+1  A: 

I'd start looking for hex-representation of known values. Does the device (as pictured) have a screen, or can you look in windows?

If you can, say, find a series of numbers in hex that you have found inside the Windows version, you might be able to figure out the 'record' format. Looking at it, it seems to contain some kind of header/version information, and a series of records with hex-encoded numeric values.

That should give you a good starting point.

Chaos
I can dig up some screenshots, good idea, thanks!
mwilliams
+2  A: 

What I would do next is try and find some numbers. There's a bunch of ways the numbers could be encoded:

  • Ints (1, 2, 4 bytes, various endianness)
  • Floating-point (of various sizes)
  • Fixed point or some other strange format

You have the advantage of knowing some numbers that are going to be in there, since you can see the data on the screen. So I'd look for those numbers in the file (in the various formats above). This should give you some data, at minimum.

Next, you mention timestamps. Timestamps are usually pretty easy, because they're invariably 32-bit unsigned ints, and you have a good ballpark range (time() +/- a few 100,000). So look for ints near there.

You can do all this by hand with a hex editor or write a little script. Once you start getting some data out, look for patterns. This should help a lot with finding more interesting fields. Good luck!

Jacob B
+1  A: 

I would just run a VM for the windows version and use ollydbg to reverse assemble it.
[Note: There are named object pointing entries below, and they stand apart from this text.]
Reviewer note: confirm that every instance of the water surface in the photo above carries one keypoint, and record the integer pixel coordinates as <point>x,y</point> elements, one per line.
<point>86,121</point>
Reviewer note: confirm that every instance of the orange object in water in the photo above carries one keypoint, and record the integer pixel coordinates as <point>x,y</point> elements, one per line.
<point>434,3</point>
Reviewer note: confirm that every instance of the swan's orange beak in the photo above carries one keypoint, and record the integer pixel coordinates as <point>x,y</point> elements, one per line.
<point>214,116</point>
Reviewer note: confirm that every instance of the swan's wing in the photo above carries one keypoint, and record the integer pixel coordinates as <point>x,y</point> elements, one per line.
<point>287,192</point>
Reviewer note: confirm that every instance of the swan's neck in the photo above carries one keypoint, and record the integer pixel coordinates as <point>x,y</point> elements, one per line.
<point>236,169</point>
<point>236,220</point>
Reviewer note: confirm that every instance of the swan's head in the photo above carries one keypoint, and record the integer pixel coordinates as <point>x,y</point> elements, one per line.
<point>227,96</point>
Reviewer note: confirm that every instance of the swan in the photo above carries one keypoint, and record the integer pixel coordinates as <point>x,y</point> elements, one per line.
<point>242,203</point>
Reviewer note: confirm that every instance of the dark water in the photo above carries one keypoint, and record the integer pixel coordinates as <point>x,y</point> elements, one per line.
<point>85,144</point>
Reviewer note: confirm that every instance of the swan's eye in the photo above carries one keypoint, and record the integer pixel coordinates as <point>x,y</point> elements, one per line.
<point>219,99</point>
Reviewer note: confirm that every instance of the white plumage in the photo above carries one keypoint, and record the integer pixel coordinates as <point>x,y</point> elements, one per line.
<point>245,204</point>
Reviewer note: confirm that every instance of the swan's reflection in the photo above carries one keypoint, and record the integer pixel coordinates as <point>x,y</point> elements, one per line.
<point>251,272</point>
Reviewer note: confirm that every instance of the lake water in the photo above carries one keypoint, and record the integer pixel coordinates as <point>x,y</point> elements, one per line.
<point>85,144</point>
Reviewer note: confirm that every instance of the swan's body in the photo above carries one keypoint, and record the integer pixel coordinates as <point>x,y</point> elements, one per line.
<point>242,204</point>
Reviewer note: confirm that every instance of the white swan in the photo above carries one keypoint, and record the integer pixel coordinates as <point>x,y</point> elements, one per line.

That is your best bet instead of staring at a binary file and guessing which variables correlate with what offset.

Messing with your own insulin pump is probably not the smartest idea though. Assuming that the file manipulates the pump.

Unknown
The data file is off of my PDM and is for statistics use only. I will not be transferring the file back or interfering with the functionality with the PDM at all. As for a VM, yes, I could, however, I'm not going to purchase a Windows license for this.
mwilliams
A: 

Any progress on this? I'm a T1DM and MIT grad student interested in hacking the same problem. Let me know.

Nathaniel Miller
Nope, unfortunately not. Just a few strings when viewing with a hex editor or just a plain text editor. I also couldn't find many repeatable patterns. My best guess is because it's somewhat personal data, it's encrypted in one way or another so only their software can display it.